Ich wollte. Am nächsten Tag fuhr unser Wagen die Serpentinen hinab, zum Dorfe Tasch-Kenda, der Hochburg der kaukasischen Dichtkunst.

Fast in jedem Dorfe Karabaghs sitzen einheimische Sänger, die den Winter über dichten und im Frühjahr in die Welt hinausziehen, um in Palästen und Hütten ihre Lieder vorzutragen. Drei Dörfer aber gibt es, die ausschließlich von Dichtern bewohnt sind und zum Zeichen der hohen Achtung, die der Orient vor der Poesie hegt, seit alters her von allen Abgaben und Steuern an die einheimischen Feudalen befreit sind. Eines dieser Dörfer ist Tasch-Kenda.
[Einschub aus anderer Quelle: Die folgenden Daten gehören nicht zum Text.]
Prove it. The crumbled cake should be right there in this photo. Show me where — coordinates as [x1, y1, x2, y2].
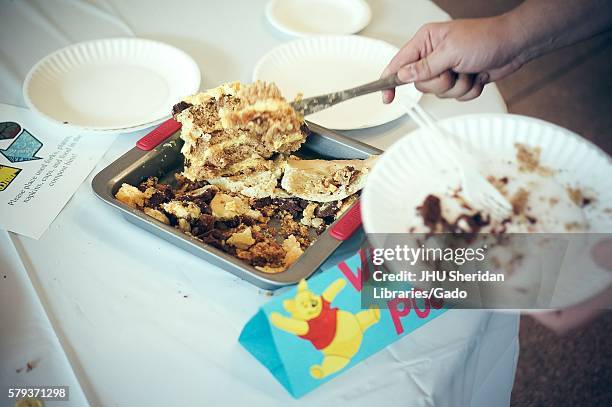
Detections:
[173, 81, 306, 181]
[115, 174, 357, 273]
[514, 143, 553, 176]
[115, 82, 374, 273]
[408, 159, 590, 234]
Der erste Blick genügte, um festzustellen, daß die Bewohner dieses Dorfes keine gewöhnliche Bauern waren. Die Männer trugen lange Haare, Seidengewänder und blickten einander mißtrauisch an. Die Frauen liefen hinter ihren Männern her, machten einen gedrückten Eindruck und trugen die Musikinstrumente. Das Dorf war voll von reichen Armeniern und Mohammedanern, die aus dem ganzen Lande herbeiströmten, um die Aschuken zu bewundern. Am kleinen Hauptplatz des Dichterdorfes versammelte sich die schaulustige Menge. In der Mitte standen die beiden streitbaren Sängerfürsten, die hier einen erbitterten Zweikampf ausfechten sollten. Sie blickten einander höhnisch an. Ihre langen Haare flatterten im Wind. Der eine Aschuk rief:

»Deine Kleidung stinkt nach Mist, dein Antlitz gleicht dem Gesicht eines Schweines, dein Talent ist dünn wie das Haar am Bauche einer Jungfrau, und für etwas Geld bist du bereit, ein Schmähgedicht auf dich selbst zu dichten.«

Der andere antwortete grimmig und bellend:

»Du trägst das Gewand eines Lustknaben und hast die Stimme eines Eunuchen. Du kannst dein Talent nicht verkaufen, da du nie welches gehabt hast. Du lebst von den Krümchen, die vom festlichen Tisch meiner Gaben herabfallen.«

So beschimpften sie sich inbrünstig und etwas eintönig eine ganze Weile. Das Volk klatschte Beifall. Dann erschien ein grauhaariger Greis mit dem Gesicht eines Apostels und nannte zwei Themen für den Wettbewerb, ein lyrisches und ein episches: »Der Mond über dem Araxes« und »Der Tod Aga Mohammed Schahs«.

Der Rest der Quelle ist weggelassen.